New public opinion polling shows Sanders’ popularity among likely Democratic voters beginning to exceed that of moderate front-runner Joe Biden. In addition, Sanders is an unmatched powerhouse among Dems when it comes to fund-raising. He is estimated to have raised $100 million in 2019, roughly forty million dollars more than Biden, and far surpassing even the enthusiastically backed Pete Buttigieg, who reportedly raised about $75 million last year.
After years of being a long-shot candidate, Bernie suddenly seems a lot more viable—even more mainstream. His talking points haven’t changed, but the political atmosphere and the wishes of the American people have. To a citizenry weary of the bizarre outbursts and imbroglios President Trump is so fond of, Sanders’ consistency and plain speech are almost soothing. He comes across as an aging hippy uncle who has mellowed and acquired good manners over the decades by rubbing elbows with people of wildly different persuasions on Capitol Hill. His views are reassuringly humane and, from his having repeated them over and over, no longer sound as crazy as they did at first. He is a peacenik who believes that the US can figure out how to be fairer and deliver national health care and education more affordably.

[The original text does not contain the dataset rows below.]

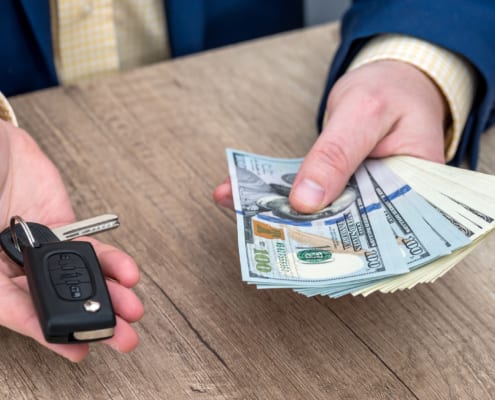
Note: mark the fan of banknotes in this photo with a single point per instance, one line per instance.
(399, 222)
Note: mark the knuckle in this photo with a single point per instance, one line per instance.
(335, 156)
(372, 104)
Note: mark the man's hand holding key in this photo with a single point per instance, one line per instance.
(31, 186)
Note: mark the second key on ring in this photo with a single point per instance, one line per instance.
(44, 234)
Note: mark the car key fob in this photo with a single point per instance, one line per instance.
(68, 289)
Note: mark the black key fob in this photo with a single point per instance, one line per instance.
(69, 292)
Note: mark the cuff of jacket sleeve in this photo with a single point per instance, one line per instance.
(6, 111)
(453, 75)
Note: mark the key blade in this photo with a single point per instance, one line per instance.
(87, 227)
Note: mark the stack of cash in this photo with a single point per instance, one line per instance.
(400, 221)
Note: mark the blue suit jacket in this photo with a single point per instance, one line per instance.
(26, 59)
(463, 26)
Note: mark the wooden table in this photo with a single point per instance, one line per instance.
(149, 145)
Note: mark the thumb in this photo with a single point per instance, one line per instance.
(354, 128)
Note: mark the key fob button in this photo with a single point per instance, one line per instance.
(75, 291)
(65, 261)
(66, 276)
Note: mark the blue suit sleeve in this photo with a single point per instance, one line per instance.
(466, 27)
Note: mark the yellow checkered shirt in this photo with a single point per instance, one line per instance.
(452, 74)
(93, 37)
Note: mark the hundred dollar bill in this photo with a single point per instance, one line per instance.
(348, 241)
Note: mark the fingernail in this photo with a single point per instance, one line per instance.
(309, 193)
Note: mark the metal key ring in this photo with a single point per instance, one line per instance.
(25, 228)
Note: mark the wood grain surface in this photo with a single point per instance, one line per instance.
(149, 145)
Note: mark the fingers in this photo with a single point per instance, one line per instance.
(356, 124)
(18, 314)
(125, 338)
(379, 109)
(22, 317)
(115, 263)
(223, 194)
(125, 302)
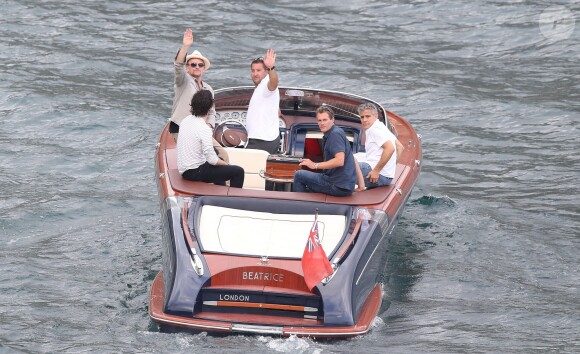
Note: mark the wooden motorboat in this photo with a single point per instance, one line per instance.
(232, 257)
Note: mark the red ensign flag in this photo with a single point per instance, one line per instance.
(315, 264)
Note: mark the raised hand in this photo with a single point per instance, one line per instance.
(188, 37)
(270, 58)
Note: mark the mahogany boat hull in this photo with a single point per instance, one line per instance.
(231, 257)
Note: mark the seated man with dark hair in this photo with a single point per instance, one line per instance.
(196, 157)
(339, 172)
(376, 167)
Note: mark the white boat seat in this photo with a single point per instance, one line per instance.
(252, 161)
(244, 232)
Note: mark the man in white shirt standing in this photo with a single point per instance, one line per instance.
(188, 73)
(376, 166)
(262, 118)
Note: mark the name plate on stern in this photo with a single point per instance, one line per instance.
(282, 166)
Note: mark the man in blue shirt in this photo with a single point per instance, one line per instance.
(338, 174)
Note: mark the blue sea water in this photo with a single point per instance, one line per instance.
(485, 258)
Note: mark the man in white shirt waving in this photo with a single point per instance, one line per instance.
(376, 167)
(262, 119)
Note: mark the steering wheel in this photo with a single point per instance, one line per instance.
(231, 133)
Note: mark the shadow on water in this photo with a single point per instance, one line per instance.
(403, 267)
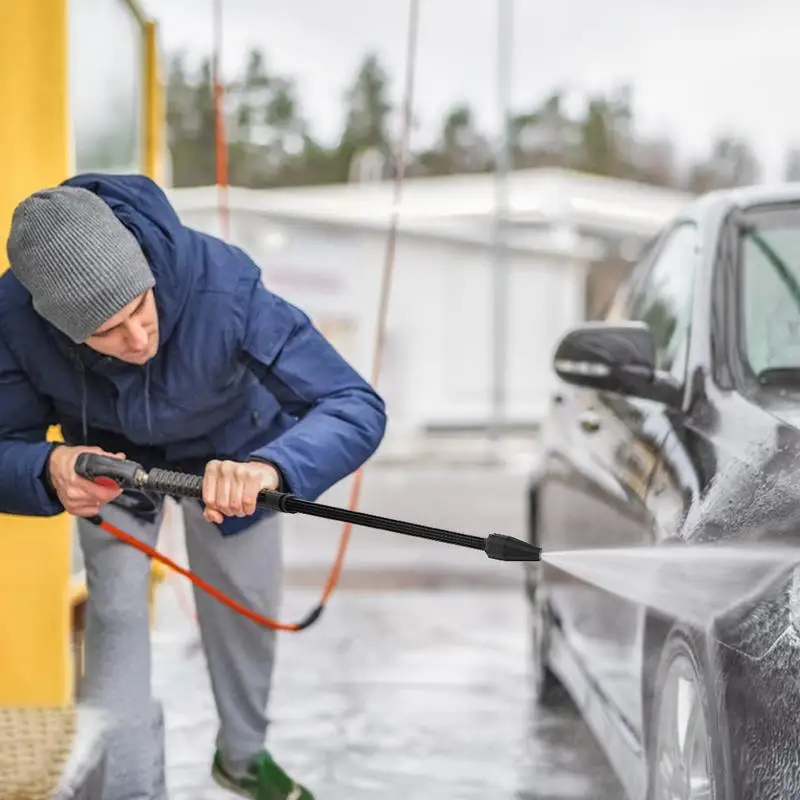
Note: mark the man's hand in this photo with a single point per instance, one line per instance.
(230, 488)
(79, 496)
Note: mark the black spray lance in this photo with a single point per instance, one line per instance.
(132, 476)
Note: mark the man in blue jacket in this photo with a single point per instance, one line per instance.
(140, 336)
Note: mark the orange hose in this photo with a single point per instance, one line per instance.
(259, 619)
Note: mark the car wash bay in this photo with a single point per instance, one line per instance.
(416, 679)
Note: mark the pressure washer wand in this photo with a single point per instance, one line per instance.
(130, 475)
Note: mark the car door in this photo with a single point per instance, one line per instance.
(620, 440)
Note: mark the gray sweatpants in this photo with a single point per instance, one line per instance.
(240, 654)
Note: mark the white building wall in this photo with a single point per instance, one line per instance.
(437, 362)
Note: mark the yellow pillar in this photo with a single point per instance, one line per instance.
(35, 659)
(154, 112)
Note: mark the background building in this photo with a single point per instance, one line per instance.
(571, 237)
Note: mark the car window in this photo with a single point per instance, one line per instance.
(663, 298)
(770, 289)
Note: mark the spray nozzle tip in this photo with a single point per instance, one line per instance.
(507, 548)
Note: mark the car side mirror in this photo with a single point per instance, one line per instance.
(615, 357)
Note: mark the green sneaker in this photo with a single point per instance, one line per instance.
(265, 781)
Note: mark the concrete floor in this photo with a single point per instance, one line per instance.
(415, 682)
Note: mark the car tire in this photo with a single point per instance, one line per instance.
(684, 753)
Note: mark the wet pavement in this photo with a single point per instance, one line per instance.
(415, 682)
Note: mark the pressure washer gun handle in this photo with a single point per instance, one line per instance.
(109, 471)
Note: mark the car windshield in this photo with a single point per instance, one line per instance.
(770, 294)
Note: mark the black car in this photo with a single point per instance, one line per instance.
(676, 423)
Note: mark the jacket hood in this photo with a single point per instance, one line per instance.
(143, 208)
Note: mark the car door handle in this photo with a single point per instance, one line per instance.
(589, 422)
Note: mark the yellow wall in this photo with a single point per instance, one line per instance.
(35, 665)
(35, 148)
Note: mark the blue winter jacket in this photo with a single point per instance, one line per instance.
(240, 373)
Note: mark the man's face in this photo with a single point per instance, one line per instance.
(131, 335)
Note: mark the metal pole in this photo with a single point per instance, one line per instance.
(505, 27)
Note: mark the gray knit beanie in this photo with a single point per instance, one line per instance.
(80, 264)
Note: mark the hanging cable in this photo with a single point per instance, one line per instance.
(220, 136)
(387, 274)
(401, 160)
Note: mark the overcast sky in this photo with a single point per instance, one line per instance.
(698, 66)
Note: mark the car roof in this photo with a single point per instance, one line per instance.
(742, 197)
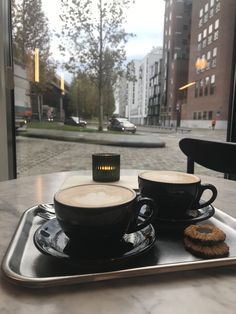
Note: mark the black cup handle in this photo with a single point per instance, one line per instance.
(146, 217)
(204, 187)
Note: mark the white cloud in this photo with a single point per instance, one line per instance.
(145, 18)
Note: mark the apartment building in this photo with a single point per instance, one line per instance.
(153, 115)
(212, 34)
(138, 90)
(198, 48)
(176, 46)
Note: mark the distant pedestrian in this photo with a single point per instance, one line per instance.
(213, 124)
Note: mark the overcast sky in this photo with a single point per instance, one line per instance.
(145, 19)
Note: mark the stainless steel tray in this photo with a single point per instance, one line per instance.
(24, 265)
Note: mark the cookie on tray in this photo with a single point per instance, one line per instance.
(205, 234)
(205, 251)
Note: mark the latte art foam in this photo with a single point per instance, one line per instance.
(172, 177)
(95, 195)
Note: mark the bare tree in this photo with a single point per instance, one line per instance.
(94, 37)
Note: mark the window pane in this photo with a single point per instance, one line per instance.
(71, 65)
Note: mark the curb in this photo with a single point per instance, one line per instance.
(95, 141)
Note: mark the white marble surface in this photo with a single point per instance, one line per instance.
(200, 291)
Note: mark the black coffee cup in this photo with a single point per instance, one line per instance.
(100, 212)
(175, 193)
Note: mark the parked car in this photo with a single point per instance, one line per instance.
(121, 124)
(75, 121)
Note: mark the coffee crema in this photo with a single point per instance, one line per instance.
(95, 195)
(172, 177)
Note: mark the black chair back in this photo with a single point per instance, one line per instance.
(214, 155)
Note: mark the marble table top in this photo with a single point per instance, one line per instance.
(210, 290)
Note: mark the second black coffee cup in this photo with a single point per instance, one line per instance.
(100, 212)
(175, 193)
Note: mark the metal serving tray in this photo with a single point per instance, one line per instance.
(24, 265)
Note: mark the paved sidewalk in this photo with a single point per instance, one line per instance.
(101, 138)
(43, 155)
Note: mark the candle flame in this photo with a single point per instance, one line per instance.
(106, 168)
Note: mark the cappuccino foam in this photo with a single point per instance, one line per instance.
(172, 177)
(95, 195)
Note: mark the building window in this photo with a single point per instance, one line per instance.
(216, 35)
(207, 79)
(201, 87)
(201, 13)
(217, 7)
(209, 39)
(208, 55)
(210, 29)
(217, 24)
(213, 64)
(211, 13)
(212, 85)
(196, 88)
(214, 52)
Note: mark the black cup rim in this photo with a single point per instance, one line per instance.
(170, 183)
(95, 207)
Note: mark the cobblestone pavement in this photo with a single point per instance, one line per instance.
(40, 156)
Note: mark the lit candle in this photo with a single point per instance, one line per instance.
(106, 167)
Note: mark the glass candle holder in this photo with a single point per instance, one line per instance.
(106, 167)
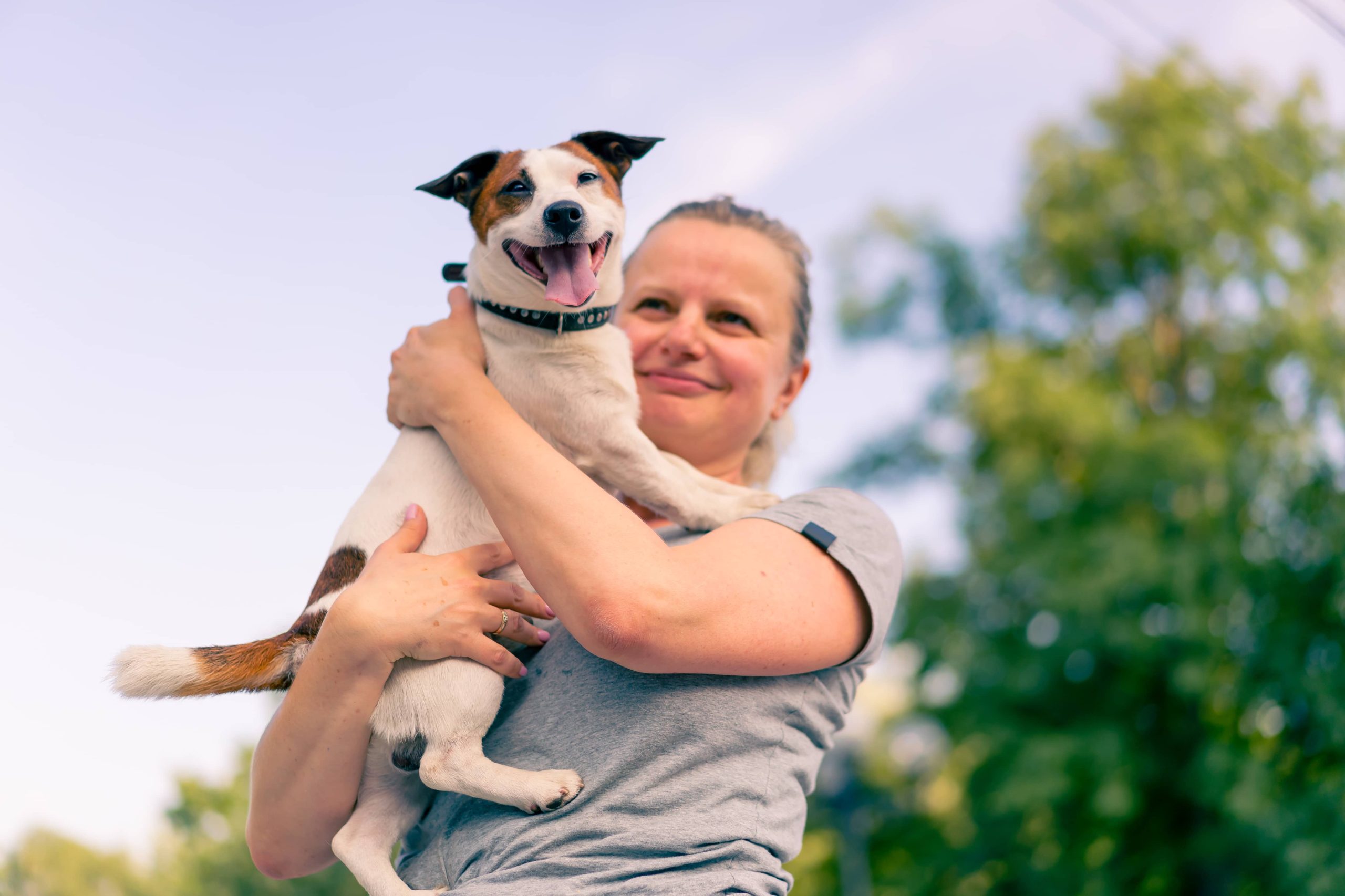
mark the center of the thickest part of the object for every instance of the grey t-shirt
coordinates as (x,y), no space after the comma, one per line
(692,784)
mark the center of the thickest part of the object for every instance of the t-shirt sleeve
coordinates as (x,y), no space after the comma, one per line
(857,535)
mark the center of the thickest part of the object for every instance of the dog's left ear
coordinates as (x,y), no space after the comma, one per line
(464,182)
(616,150)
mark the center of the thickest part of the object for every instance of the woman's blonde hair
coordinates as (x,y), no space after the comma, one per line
(777,434)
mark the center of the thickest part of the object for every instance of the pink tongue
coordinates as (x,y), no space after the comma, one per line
(570,280)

His remarks on the Newshour zeroed in on the issue of voter turnout and political energy. Sanders argues that he is the Democratic candidate best suited to oppose Trump because he’s most capable of energizing voters, especially young voters, and getting them to turn out. “To beat Trump,” he was saying, “you’re going to need a massive voter turnout. And the only way you do that is through a campaign of energy, of excitement. You have got to bring working people. You have got to bring young people into the political process.” In short, the nominee must inspire voters to get involved.
A crucial point. Candidates’ varying ability to galvanize voters in the general election is a factor completely left to the side in primary polling. A positive excitement, a charismatic appeal: precisely the ingredients missing in the Hillary debacle. This time around, I hope to God Democrats will refrain from choosing a “meh” candidate who can’t rouse the electorate to go to the polls. If the Dems make this mistake again—a mistake they have made innumerable times, as they did with Dukakis, Gore, Kerry, and Hillary—Trump and the Republicans will almost certainly prevail. Then a disappointed nation will be feeling the burn.